Marriage, children, aging parents, and a series of relocations around the country forced Kelly to push her educational goals aside year after year.
But on December 16, at the age of 73, Kelly will mark a milestone she has been coveting for over 50 years. She is graduating from CLASS with a bachelor’s degree in anthropology.
Although she was excited to return to college after so many years - it was how to study in a modern era that took some getting used to.
“It had been decades since I was in school and technology is such a major part of the learning process now,” she says. “I was filled with doubt about being able to fit in or even do well. I pushed my comfort zone, my beliefs, and stretched my abilities to learn and adapt. I graduate knowing that my age is not a barrier to what I want to achieve.”
Her interest in anthropology arose from her family background and her nomadic adult life.
“My parents were first generation Americans,” says Kelly. “I’m a German-Lithuanian that grew up in a Polish neighborhood and married an Irishman. Understanding the nuances of culture through traditions, art, food, and location helped me and my family adapt as we moved around.”
After graduating from St. Agnes High School in Rochester, NY, Kelly married at a young age and had two children. For many years, the family moved around quite frequently.
“My husband was a consultant and instead of separating the family for months at a time we just moved with him,” she says. “The family joke was that ‘we didn't take vacations we just moved there.’"
Before settling in Houston in 1981, she had lived in Colorado Springs, CO; El Paso, TX; Albuquerque, NM; Orlando, FL; and Tampa, FL.
Despite seeming to constantly have to uproot her family and relocate, Kelly managed to work in a couple of different industries.
“I was a buyer for a major department store chain and in hotel management for a Four Seasons Hotel,” she says.
As life went on, she never took her sights off of eventually earning her degree. In 1996, she had an opportunity to begin taking courses at UH towards that elusive bachelor’s.
But shortly after she began taking classes, she had to stop to care for an elderly parent.

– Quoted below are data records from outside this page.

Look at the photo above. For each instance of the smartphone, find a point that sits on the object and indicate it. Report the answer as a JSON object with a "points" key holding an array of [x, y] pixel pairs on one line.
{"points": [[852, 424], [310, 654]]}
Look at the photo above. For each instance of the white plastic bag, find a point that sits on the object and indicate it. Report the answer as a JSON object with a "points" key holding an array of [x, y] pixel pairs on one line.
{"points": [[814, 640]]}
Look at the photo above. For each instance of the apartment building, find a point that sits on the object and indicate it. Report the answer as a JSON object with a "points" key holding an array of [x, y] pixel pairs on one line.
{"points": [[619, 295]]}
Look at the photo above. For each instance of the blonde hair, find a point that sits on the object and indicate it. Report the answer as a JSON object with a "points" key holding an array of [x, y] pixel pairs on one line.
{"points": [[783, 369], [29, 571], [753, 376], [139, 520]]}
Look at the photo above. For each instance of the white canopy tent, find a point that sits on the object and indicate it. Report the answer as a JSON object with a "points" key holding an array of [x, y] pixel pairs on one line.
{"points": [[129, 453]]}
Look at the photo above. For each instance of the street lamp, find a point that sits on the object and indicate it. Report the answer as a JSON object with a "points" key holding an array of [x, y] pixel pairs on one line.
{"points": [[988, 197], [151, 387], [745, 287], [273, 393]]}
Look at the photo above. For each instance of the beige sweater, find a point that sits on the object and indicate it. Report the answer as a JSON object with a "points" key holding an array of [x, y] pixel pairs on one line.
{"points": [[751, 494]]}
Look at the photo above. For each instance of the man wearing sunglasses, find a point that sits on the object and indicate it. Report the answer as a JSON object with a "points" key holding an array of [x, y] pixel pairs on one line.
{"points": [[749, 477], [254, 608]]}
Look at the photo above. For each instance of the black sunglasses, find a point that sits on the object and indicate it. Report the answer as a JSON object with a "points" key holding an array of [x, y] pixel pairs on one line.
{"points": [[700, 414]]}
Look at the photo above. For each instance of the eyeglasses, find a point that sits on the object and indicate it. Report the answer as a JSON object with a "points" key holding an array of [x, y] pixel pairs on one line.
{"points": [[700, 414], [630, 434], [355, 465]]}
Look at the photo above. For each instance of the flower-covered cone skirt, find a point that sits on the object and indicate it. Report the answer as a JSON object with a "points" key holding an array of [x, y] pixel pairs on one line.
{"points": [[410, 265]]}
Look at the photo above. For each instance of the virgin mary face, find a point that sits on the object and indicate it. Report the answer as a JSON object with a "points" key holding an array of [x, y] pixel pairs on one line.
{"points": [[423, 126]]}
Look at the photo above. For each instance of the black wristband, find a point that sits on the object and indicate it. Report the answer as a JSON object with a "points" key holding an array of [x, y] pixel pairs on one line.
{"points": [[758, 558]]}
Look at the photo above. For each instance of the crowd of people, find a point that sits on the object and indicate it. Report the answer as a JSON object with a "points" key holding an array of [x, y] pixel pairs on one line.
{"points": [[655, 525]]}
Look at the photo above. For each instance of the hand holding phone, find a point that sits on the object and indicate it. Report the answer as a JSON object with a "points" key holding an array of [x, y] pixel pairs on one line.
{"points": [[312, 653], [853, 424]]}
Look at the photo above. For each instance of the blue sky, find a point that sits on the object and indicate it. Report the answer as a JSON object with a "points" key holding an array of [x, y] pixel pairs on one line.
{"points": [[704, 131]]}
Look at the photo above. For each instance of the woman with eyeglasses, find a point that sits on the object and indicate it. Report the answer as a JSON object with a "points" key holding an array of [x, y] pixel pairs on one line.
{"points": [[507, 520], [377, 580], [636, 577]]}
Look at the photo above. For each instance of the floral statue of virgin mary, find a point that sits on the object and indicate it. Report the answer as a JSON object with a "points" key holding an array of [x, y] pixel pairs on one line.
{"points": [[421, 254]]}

During that time, her children grew up, and one of them even attended UH.
Finally, nearly a decade after she started taking courses at UH, she began working towards a degree again.
“I enjoy anthropology because it is such an interconnected field that enables me to use skills from different disciplines, (archeology, demography, art history, etc.) to understand and explain the human condition,” she says.
Now that she has her degree, Kelly is looking forward to her next steps.
“There have been many successful individuals who hit their stride post 50,” she says. “When my children ask me about my post-college plans, I jokingly tell them ‘I intend to live off my children,’ but I’m looking at going on to specialize in conservation - preserving cultural elements for the next generation.”